You lift the lid of the iron bound chest, but all you find inside is a crumpled piece of parchment..

Disappointment is a part of day to day life, and it plays a large part in our overall development. The way in which that disappointment is dealt with however is what forms who we are.

In my workshops I introduce a fair number of "dead ends" for the participants to encounter, however I always try to suggest to them that there is often another way of approaching the realisation that things didn't go their way.

A crumpled piece of parchment instead of silver and gold, true opportunity instead of an imaginary treasure.


The individual has the option, to either see the lack of immediate fulfilment as deterrent, or as a chance to enhance their journey, initially within the confines of the workshop, but ultimately with experiences they may encounter in day to day living.

The hidden note, the message scrawled on the back of an old book, the carved runes on a cave wall, all of these elements offer an untold wealth in plot and character progression, chances for all concerned to learn from their own and others experience, to view others' interaction, and to gauge the efficacy of the choices they make based on the outcome.
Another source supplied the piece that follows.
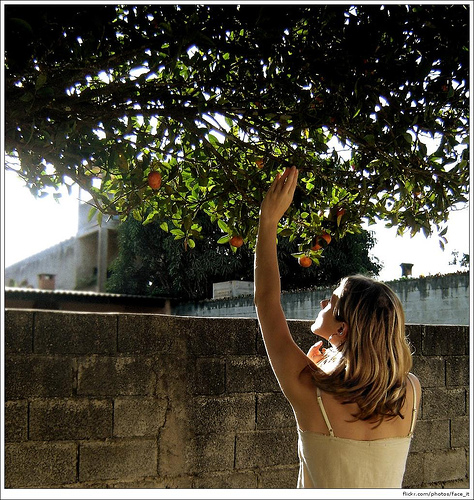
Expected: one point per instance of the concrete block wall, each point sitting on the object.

This is not to say that all scenarios have a "way out", in fact some are placed specifically into the narrative to show that sometimes there is no happy resolution, and the consequences are long lasting. The ultimate goal is to ensure the participants have the resilience at that stage ,to view these events not as the end point of an adventure, but as one of many events that lead us to an outcome which we had at least some influence in controlling, and to view adversity as an opportunity to strive, and not as a an impassable barrier.


SO, when you find that ransacked carriage on the side of the road, the burnt village that was raided by goblins, or that empty chest at the end of a long battle, ask yourself, is this the end of the adventure, or is there a set of foot prints leading into the woods, a soft cry for help under a burnt out barn, or a tiny scrap of paper in an old chest, and what are you going to do about it?